Los aspirantes a reformistas piden subir impuestos a los ricos y apoyan el “capitalismo verde”

Participantes en la manifestación de asociaciones medioambientales que exigen el fin de los combustibles fósiles, el pasado 15 de septiembre en la Plaza Mayor de Madrid.
Participantes en la manifestación de asociaciones medioambientales que exigen el fin de los combustibles fósiles, el pasado 15 de septiembre en la Plaza Mayor de Madrid.Rodrigo Jiménez ( EPA / EFE )

Existe la inquietud creciente, entre los elementos reformistas de la élite transnacional, de que el empeoramiento de las desigualdades amenace la estabilidad del capitalismo global y de que deba haber algún tipo de redistribución.
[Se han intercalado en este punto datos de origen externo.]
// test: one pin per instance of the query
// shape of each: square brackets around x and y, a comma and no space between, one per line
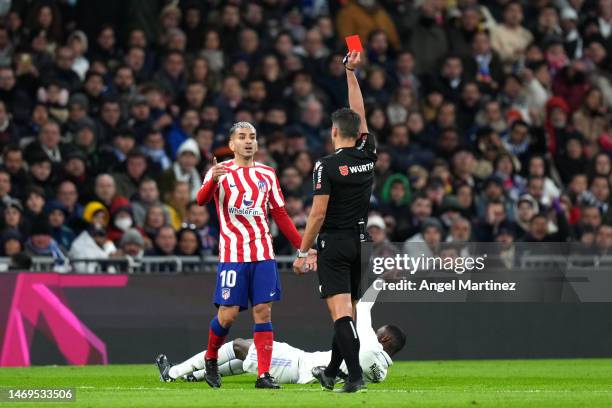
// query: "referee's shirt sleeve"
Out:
[276,194]
[320,179]
[367,143]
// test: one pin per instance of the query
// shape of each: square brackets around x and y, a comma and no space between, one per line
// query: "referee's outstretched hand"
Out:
[218,170]
[353,59]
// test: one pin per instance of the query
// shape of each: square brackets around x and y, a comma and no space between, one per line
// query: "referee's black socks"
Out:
[348,343]
[332,368]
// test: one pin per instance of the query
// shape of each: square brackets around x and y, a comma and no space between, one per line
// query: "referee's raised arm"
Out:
[342,186]
[353,59]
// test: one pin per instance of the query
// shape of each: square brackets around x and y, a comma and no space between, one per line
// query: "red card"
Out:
[354,43]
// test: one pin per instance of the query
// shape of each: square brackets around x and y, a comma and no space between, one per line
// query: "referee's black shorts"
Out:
[339,263]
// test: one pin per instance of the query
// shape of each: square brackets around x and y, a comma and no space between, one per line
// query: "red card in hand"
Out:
[354,43]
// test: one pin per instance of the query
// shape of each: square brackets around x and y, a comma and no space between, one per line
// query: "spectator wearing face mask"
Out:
[42,244]
[122,219]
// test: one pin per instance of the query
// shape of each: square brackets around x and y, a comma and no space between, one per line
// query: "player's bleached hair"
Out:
[239,125]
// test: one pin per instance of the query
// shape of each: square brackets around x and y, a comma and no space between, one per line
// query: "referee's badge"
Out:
[225,293]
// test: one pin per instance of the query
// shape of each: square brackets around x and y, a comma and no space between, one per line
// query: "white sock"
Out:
[188,366]
[199,375]
[232,367]
[226,353]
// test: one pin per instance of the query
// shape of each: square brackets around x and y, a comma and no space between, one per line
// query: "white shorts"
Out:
[284,366]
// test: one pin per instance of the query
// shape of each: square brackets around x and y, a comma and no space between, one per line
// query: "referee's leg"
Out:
[334,268]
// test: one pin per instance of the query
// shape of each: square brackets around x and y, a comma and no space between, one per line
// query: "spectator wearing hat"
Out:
[78,109]
[148,196]
[78,42]
[41,243]
[48,142]
[68,195]
[199,217]
[11,241]
[16,99]
[5,187]
[571,154]
[131,173]
[184,169]
[427,38]
[165,243]
[154,148]
[12,160]
[34,202]
[182,130]
[75,170]
[13,217]
[525,208]
[62,71]
[541,231]
[105,191]
[122,219]
[132,247]
[92,244]
[8,131]
[110,124]
[494,215]
[96,213]
[56,216]
[510,38]
[188,242]
[140,120]
[41,173]
[381,246]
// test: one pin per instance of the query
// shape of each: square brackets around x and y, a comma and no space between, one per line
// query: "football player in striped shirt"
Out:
[245,192]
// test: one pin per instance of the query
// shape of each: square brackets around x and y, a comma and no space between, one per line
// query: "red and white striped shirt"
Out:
[243,198]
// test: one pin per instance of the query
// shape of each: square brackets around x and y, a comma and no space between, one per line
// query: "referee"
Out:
[342,185]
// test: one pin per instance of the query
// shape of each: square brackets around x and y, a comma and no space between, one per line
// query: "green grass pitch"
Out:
[482,383]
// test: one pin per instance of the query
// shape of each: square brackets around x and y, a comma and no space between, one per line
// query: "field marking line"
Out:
[415,391]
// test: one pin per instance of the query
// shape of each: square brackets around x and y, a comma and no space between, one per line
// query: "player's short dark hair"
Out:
[347,121]
[398,339]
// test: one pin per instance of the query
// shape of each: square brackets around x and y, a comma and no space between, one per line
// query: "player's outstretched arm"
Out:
[313,226]
[353,60]
[211,180]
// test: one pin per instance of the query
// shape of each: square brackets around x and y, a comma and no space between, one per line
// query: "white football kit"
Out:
[291,365]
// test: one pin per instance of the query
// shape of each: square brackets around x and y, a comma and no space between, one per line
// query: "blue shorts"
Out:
[239,283]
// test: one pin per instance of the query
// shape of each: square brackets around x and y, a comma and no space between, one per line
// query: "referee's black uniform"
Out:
[347,177]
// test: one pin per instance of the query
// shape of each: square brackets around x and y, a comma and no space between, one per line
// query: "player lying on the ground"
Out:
[291,365]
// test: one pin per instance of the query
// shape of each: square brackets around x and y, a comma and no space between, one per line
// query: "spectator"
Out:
[155,219]
[189,243]
[381,246]
[184,170]
[427,40]
[199,217]
[12,242]
[165,242]
[130,175]
[132,247]
[41,243]
[510,39]
[361,17]
[56,216]
[93,244]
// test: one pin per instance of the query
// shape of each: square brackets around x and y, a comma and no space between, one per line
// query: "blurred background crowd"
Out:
[493,117]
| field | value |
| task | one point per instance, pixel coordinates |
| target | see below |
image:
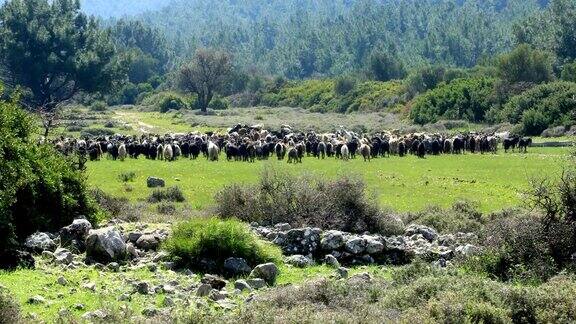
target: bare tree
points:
(205, 75)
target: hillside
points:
(306, 38)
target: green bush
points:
(198, 242)
(467, 99)
(40, 189)
(307, 201)
(542, 107)
(9, 310)
(98, 106)
(96, 131)
(172, 194)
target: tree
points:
(384, 67)
(526, 64)
(205, 75)
(53, 51)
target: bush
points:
(172, 194)
(96, 132)
(468, 99)
(544, 106)
(205, 243)
(306, 201)
(462, 217)
(40, 189)
(114, 206)
(98, 106)
(9, 310)
(127, 176)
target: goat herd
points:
(244, 143)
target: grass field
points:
(405, 184)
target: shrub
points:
(306, 201)
(40, 189)
(468, 99)
(96, 131)
(127, 176)
(172, 194)
(98, 106)
(462, 217)
(9, 310)
(115, 206)
(205, 243)
(544, 106)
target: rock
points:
(153, 182)
(90, 286)
(114, 266)
(216, 295)
(12, 259)
(203, 290)
(331, 260)
(283, 227)
(74, 235)
(62, 281)
(373, 246)
(267, 271)
(467, 250)
(47, 255)
(236, 267)
(355, 245)
(214, 281)
(256, 283)
(332, 240)
(242, 285)
(342, 272)
(143, 288)
(148, 242)
(63, 256)
(429, 233)
(150, 312)
(36, 300)
(299, 261)
(105, 245)
(39, 242)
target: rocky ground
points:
(119, 270)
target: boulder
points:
(105, 245)
(39, 242)
(214, 281)
(153, 182)
(331, 260)
(299, 261)
(355, 245)
(74, 235)
(429, 233)
(63, 256)
(236, 267)
(267, 271)
(256, 283)
(148, 242)
(332, 240)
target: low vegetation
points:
(306, 200)
(205, 243)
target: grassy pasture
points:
(405, 184)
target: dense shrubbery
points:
(431, 296)
(468, 99)
(205, 243)
(39, 189)
(9, 310)
(306, 201)
(462, 217)
(172, 194)
(337, 96)
(541, 107)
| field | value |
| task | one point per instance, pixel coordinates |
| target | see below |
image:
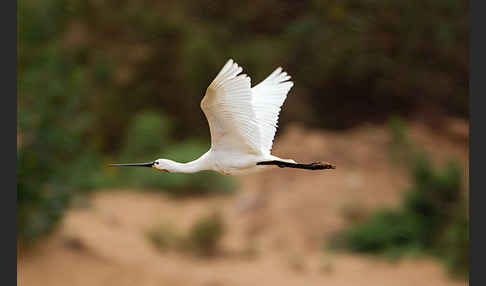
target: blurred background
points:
(381, 91)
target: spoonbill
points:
(242, 122)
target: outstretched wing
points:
(228, 109)
(268, 97)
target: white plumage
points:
(242, 121)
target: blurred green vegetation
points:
(432, 219)
(121, 81)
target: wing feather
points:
(227, 105)
(268, 98)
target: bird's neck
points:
(197, 165)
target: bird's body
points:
(242, 121)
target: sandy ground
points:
(276, 223)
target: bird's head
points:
(163, 165)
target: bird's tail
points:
(287, 164)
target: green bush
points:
(432, 219)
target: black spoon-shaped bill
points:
(133, 165)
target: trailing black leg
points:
(311, 166)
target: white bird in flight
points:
(242, 121)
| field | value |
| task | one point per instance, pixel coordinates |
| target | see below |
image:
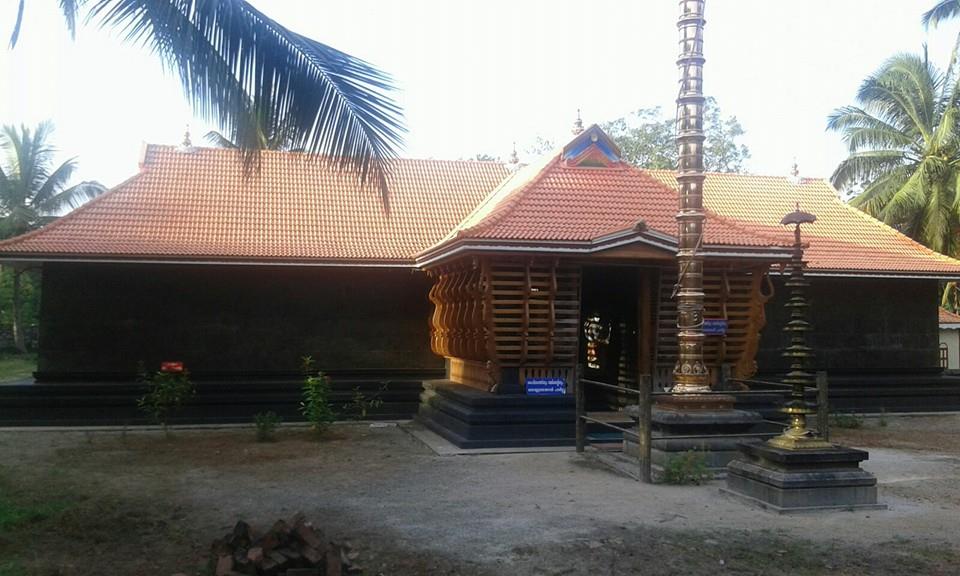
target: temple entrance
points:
(617, 306)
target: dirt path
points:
(412, 512)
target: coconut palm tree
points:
(237, 65)
(33, 192)
(904, 152)
(943, 10)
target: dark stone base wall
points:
(100, 320)
(860, 326)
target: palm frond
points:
(878, 192)
(236, 64)
(217, 139)
(866, 166)
(943, 10)
(73, 197)
(52, 185)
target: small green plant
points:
(166, 393)
(315, 405)
(266, 424)
(848, 421)
(361, 405)
(689, 467)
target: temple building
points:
(486, 275)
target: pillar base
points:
(701, 422)
(805, 480)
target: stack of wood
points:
(293, 548)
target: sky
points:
(478, 76)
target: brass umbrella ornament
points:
(797, 436)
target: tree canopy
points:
(33, 190)
(646, 139)
(239, 69)
(903, 144)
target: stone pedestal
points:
(705, 424)
(802, 480)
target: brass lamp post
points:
(690, 373)
(797, 436)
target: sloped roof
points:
(948, 317)
(558, 202)
(842, 240)
(200, 205)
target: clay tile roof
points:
(948, 317)
(199, 205)
(554, 201)
(843, 239)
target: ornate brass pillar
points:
(797, 436)
(690, 373)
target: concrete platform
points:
(786, 481)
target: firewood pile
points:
(293, 548)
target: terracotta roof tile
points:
(200, 205)
(558, 202)
(948, 317)
(842, 239)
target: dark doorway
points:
(609, 338)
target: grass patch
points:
(14, 514)
(50, 524)
(17, 367)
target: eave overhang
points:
(464, 246)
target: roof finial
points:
(578, 124)
(795, 172)
(187, 144)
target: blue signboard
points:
(714, 326)
(546, 387)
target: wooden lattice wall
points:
(735, 294)
(492, 314)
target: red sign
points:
(171, 366)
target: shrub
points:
(315, 405)
(689, 467)
(166, 393)
(266, 424)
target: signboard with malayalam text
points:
(546, 386)
(715, 326)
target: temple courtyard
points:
(136, 502)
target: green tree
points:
(943, 10)
(647, 139)
(238, 67)
(902, 139)
(33, 191)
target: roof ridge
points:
(507, 202)
(69, 216)
(735, 224)
(220, 150)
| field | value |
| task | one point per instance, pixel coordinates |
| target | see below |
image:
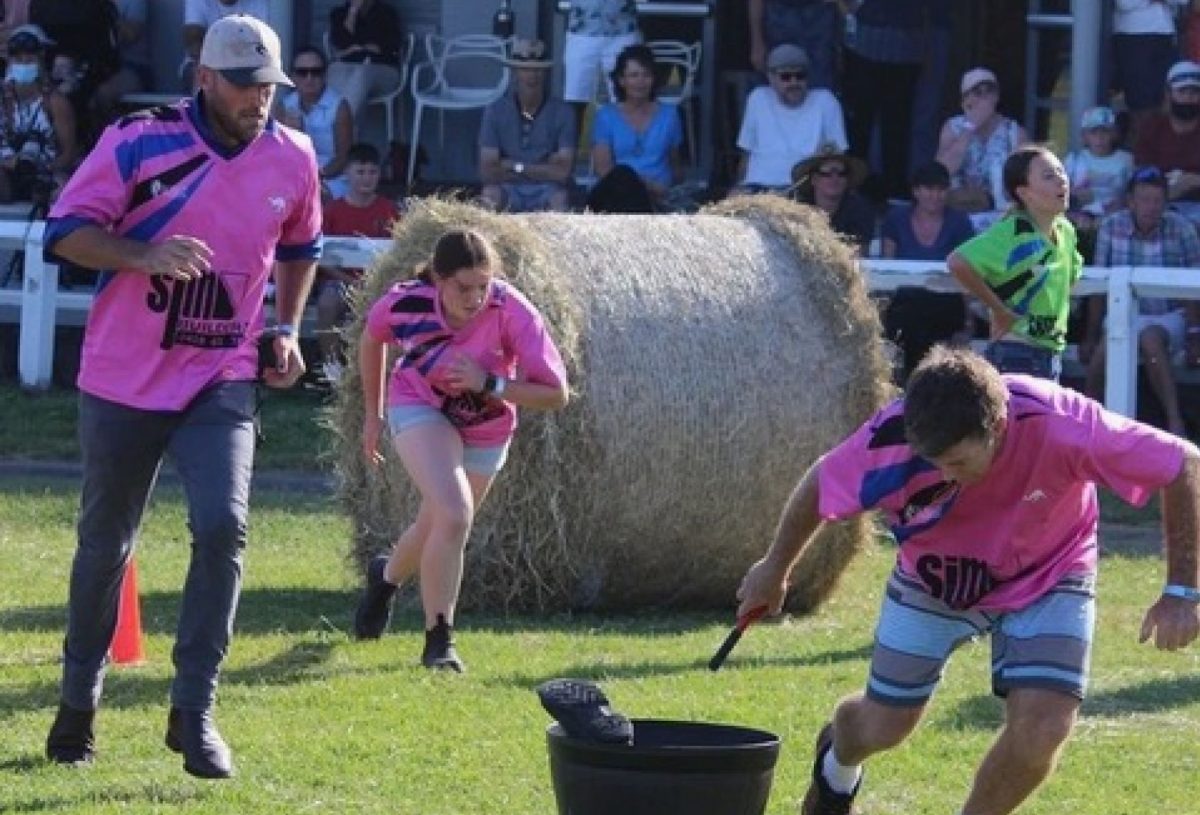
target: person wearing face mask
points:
(973, 145)
(1170, 139)
(37, 126)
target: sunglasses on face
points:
(982, 89)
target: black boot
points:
(439, 651)
(375, 609)
(72, 739)
(195, 735)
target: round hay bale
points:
(712, 359)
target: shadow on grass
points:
(598, 671)
(147, 793)
(130, 689)
(261, 611)
(1153, 696)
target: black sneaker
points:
(439, 653)
(195, 735)
(72, 739)
(583, 711)
(373, 613)
(821, 798)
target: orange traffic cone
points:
(126, 648)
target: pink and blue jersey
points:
(507, 337)
(1001, 543)
(153, 342)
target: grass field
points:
(322, 724)
(42, 426)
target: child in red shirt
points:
(363, 213)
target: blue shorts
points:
(1023, 358)
(483, 460)
(1047, 645)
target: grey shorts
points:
(483, 460)
(1047, 645)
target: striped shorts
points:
(1047, 645)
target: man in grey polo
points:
(527, 139)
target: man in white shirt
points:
(785, 123)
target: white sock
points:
(841, 779)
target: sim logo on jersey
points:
(199, 312)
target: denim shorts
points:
(1048, 645)
(483, 460)
(1011, 357)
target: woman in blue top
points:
(635, 141)
(925, 229)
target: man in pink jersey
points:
(988, 484)
(184, 210)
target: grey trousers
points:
(211, 444)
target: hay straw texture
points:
(712, 359)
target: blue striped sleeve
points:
(309, 251)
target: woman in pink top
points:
(471, 349)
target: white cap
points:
(245, 51)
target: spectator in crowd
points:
(1023, 268)
(597, 33)
(785, 123)
(16, 13)
(37, 126)
(927, 229)
(882, 65)
(472, 349)
(199, 15)
(133, 72)
(829, 180)
(1144, 45)
(321, 112)
(973, 145)
(1170, 139)
(810, 24)
(988, 483)
(1147, 234)
(635, 141)
(527, 139)
(169, 359)
(361, 213)
(365, 36)
(1098, 172)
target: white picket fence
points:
(41, 305)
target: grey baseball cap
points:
(246, 52)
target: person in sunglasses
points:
(324, 114)
(829, 181)
(1147, 234)
(527, 139)
(785, 123)
(973, 145)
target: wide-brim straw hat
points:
(856, 168)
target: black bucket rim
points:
(760, 755)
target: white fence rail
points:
(41, 304)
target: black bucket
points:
(671, 768)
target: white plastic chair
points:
(461, 73)
(681, 63)
(393, 99)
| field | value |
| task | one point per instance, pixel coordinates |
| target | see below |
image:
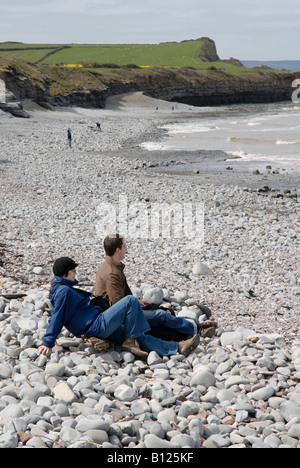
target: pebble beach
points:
(240, 388)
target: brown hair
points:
(111, 243)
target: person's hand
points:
(44, 350)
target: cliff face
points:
(84, 88)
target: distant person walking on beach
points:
(69, 135)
Estas élites no han parado de revolver en busca de maneras de reformar el sistema con el fin de salvar el capitalismo de sí mismo y de otros cambios, más radicales, desde abajo. En 2017, Mark Bertolini, presidente ejecutivo de Aetna, una compañía de seguros de salud valorada en 250.000 millones de dólares, advirtió: “Con el modelo actual de capitalismo, si no hacemos nada, el capitalismo acabará destruido. Cuando el 65% de la gente menor de 35 años cree que el socialismo es un modelo mejor, tenemos un problema. Por lo tanto, a menos que lo cambiemos nosotros, cambiará él… y, quizá, no para bien”. Es posible que estas preocupaciones se hayan generalizado con la caída en picado del sistema hacia una crisis más profunda. “A veces una crisis se prolonga durante varias décadas”, señaló Gramsci. “Esto significa que en la estructura se han revelado contradicciones insuperables, mientras las fuerzas políticas que operan positivamente para la conservación de la propia estructura se afanan en aliviarla dentro de ciertos límites”. Marx y Engels observaron de igual modo en El manifiesto comunista que hay elementos entre la clase capitalista que “desean mitigar las injusticias sociales, para garantizar de este modo la perduración” de su poder.

A diferencia de la respuesta neofascista a la crisis, la estrategia reformista aboga por imponer ciertas restricciones sobre el objetivo inmediato de obtener beneficios en aras de garantizar la estabilidad general del imperio capitalista. Según los reformistas, la culpa de las desigualdades no recae sobre el propio sistema capitalista, sino sobre una organización institucional concreta. Consideran que el sistema puede reformarse mediante políticas como las propuestas por Thomas Piketty en El capital en el siglo XXI, cuya publicación, en 2013, se recibió con gran entusiasmo entre parte del establishment académico, mediático y político precisamente porque convergía con la agenda reformista de cada vez más élites e intelectualidades transnacionales. Los aspirantes a reformistas piden una nueva regulación limitada de las fuerzas de mercado globales, medidas redistributivas con moderación, como subida de impuestos a corporaciones y ricos, un impuesto sobre la renta más progresivo, la reintroducción de programas de asistencia social y un “capitalismo verde”. También les preocupaba que unos niveles extremos de desigualdad erosionaran las perspectivas de crecimiento y obtención de beneficios. La OCDE, el club de los 34 países más ricos, avisaba en un informe de 2015 de que “la brecha de la desigualdad global ha alcanzado un punto de inflexión”. El informe no se detenía mucho en la injusticia social que representa esa desigualdad, ni en el sufrimiento que conlleva para gran parte de la población. Pero sí subrayaba que “una elevada desigualdad lastra el crecimiento” y recomendaba subirles los impuestos a los ricos.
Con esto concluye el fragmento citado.